Castilla y León se ha posicionado como una de las comunidades autónomas donde los fondos europeos Next Generation (NGEU) están teniendo un mayor impacto relativo en su economía. Según el cuarto informe de seguimiento Monitor NextGen, elaborado por la Fundación Cotec y el Instituto Valenciano de Investigaciones Económicas (Ivie) y presentado este mes de febrero de 2026, la región destaca por la incidencia de estas ayudas en relación con su Producto Interior Bruto (PIB).
El documento, que actualiza los datos de ejecución hasta junio de 2025, revela que los fondos resueltos para I+D+i y digitalización en Castilla y León equivalen al 1,24 % del PIB regional.
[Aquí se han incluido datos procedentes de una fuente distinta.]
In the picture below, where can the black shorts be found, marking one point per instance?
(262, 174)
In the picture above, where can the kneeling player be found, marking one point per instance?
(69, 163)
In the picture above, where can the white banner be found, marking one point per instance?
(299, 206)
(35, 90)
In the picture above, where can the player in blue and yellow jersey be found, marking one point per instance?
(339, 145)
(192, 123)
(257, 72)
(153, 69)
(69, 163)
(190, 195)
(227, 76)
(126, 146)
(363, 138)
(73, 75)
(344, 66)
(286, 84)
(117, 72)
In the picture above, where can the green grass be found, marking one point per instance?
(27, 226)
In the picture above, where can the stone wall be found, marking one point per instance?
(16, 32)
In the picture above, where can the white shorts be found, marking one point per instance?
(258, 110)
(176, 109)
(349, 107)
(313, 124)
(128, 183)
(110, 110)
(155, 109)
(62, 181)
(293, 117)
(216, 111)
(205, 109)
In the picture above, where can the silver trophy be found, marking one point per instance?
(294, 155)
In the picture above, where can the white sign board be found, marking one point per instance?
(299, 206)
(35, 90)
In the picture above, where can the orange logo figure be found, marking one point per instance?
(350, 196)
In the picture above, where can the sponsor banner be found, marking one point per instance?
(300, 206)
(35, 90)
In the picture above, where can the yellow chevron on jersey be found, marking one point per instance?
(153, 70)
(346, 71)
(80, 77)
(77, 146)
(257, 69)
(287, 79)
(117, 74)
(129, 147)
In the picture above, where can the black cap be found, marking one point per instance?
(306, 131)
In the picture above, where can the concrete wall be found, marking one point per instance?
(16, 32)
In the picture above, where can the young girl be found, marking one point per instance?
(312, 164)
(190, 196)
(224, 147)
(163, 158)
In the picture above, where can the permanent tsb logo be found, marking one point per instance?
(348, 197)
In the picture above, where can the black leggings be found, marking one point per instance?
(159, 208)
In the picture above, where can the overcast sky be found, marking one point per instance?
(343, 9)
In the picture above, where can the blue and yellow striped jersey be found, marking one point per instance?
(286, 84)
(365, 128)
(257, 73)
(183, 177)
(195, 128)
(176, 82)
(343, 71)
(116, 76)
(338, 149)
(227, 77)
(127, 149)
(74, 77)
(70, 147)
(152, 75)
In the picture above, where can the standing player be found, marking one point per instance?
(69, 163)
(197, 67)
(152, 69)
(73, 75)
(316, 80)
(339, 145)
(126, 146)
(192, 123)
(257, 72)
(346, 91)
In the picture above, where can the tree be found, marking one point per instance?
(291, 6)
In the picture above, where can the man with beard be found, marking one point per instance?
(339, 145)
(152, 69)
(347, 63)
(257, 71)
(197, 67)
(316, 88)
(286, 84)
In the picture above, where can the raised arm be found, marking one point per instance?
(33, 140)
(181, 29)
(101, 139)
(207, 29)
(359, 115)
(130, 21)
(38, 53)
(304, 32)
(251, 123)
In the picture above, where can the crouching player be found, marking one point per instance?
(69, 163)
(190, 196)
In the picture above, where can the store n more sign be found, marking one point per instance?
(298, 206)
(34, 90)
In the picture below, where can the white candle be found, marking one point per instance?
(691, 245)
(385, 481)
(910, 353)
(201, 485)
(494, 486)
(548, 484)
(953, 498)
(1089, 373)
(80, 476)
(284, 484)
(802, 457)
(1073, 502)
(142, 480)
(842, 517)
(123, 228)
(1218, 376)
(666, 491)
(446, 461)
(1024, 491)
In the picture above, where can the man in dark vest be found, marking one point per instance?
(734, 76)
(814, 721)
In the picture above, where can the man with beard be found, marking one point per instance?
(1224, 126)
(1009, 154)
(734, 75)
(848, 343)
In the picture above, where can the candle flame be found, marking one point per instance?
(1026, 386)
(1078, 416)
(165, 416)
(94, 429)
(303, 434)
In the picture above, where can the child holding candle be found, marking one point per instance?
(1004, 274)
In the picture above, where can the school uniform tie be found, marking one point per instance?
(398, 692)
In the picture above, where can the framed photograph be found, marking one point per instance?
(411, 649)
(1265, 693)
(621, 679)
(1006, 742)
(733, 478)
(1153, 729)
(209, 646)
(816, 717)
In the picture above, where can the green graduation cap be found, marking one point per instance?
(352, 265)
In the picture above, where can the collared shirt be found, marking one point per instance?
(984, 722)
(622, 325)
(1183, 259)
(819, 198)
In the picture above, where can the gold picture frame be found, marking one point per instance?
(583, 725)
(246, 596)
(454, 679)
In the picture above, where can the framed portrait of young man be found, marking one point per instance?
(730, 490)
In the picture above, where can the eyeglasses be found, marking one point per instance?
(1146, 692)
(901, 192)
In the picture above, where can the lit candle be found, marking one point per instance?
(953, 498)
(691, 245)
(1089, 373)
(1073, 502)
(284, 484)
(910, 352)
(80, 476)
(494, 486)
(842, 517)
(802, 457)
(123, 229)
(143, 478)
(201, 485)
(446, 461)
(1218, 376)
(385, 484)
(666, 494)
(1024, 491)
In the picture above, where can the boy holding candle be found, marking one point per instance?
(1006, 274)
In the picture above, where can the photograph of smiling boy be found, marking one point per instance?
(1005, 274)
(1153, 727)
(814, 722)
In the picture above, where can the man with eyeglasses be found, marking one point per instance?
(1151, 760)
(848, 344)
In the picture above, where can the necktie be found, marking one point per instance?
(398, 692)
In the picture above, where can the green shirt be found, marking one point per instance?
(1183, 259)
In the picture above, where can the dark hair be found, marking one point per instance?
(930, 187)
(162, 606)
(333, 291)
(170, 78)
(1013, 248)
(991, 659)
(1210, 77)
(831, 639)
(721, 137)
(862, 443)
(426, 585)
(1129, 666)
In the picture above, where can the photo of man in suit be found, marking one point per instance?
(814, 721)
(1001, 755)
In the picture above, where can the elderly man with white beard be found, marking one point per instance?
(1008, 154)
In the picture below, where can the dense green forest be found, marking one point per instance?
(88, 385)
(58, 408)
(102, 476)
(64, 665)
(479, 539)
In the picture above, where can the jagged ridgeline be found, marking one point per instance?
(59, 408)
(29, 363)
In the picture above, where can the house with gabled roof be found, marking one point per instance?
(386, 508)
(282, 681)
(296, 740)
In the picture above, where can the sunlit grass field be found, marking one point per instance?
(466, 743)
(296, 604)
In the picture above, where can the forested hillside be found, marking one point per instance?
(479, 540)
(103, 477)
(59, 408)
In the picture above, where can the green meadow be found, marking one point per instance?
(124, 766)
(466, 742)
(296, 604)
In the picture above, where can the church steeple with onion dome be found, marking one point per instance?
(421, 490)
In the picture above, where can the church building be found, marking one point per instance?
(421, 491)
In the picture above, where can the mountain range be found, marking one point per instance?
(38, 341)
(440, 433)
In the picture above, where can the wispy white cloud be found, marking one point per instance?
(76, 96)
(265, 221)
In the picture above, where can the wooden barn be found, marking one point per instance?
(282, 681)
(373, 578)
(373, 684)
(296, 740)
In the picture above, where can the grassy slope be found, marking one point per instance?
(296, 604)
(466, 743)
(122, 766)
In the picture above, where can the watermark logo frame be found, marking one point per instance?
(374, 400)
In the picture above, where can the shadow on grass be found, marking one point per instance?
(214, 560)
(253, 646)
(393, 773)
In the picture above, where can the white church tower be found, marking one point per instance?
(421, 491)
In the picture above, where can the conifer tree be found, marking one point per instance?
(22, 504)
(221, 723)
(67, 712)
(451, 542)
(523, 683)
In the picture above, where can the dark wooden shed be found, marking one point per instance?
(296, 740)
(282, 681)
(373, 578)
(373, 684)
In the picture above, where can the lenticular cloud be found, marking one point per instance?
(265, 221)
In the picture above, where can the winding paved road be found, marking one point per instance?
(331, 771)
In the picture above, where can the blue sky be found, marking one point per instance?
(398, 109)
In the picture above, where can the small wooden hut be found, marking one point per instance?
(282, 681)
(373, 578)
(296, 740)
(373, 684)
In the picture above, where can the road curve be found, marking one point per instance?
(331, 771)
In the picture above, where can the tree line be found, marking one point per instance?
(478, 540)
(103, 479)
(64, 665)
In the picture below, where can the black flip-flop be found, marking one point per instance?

Este dato sitúa a la comunidad por encima de la media nacional y la coloca en el grupo de cabeza junto a la Comunidad de Madrid (1,66 %), la Región de Murcia (1,20 %) y Asturias (1,05 %).
A pesar del alto impacto económico relativo, el informe señala una baja priorización de las políticas de investigación y desarrollo por parte de la administración autonómica. Del total de fondos NGEU gestionados directamente por la Junta de Castilla y León y las entidades locales de la comunidad, apenas un 2,9 % se ha destinado a actuaciones de I+D+i.
La cifra contrasta significativamente con la estrategia de otros territorios. Comunidades como Extremadura (8,3 %), Canarias (7,8 %) o Murcia (7,7 %) lideran la apuesta por la ciencia y la innovación dentro de los fondos que gestionan sus respectivas administraciones. En el extremo opuesto, junto a Castilla y León, se encuentran Castilla-La Mancha (1,4 %) y Aragón (3,1 %), que han optado por orientar sus recursos hacia otras finalidades.
El análisis de Cotec e Ivie también evalúa la capacidad del tejido empresarial para captar financiación de convocatorias lanzadas desde otros territorios. En este indicador, las empresas de Castilla y León muestran una capacidad limitada: solo el 12 % de los fondos que captan provienen de licitaciones o ayudas de otras comunidades autónomas. Este porcentaje es bajo si se compara con el liderazgo de las entidades con sede en Madrid (70 %) o Asturias (48 %).
En cuanto a la transformación digital, el informe apunta a una ligera infrarepresentación de la comunidad. Castilla y León recibe el 3,6 % de los fondos nacionales destinados a digitalización, una cifra inferior a su aportación al Valor Añadido Bruto (VAB) digital de España, que es del 4,6 %.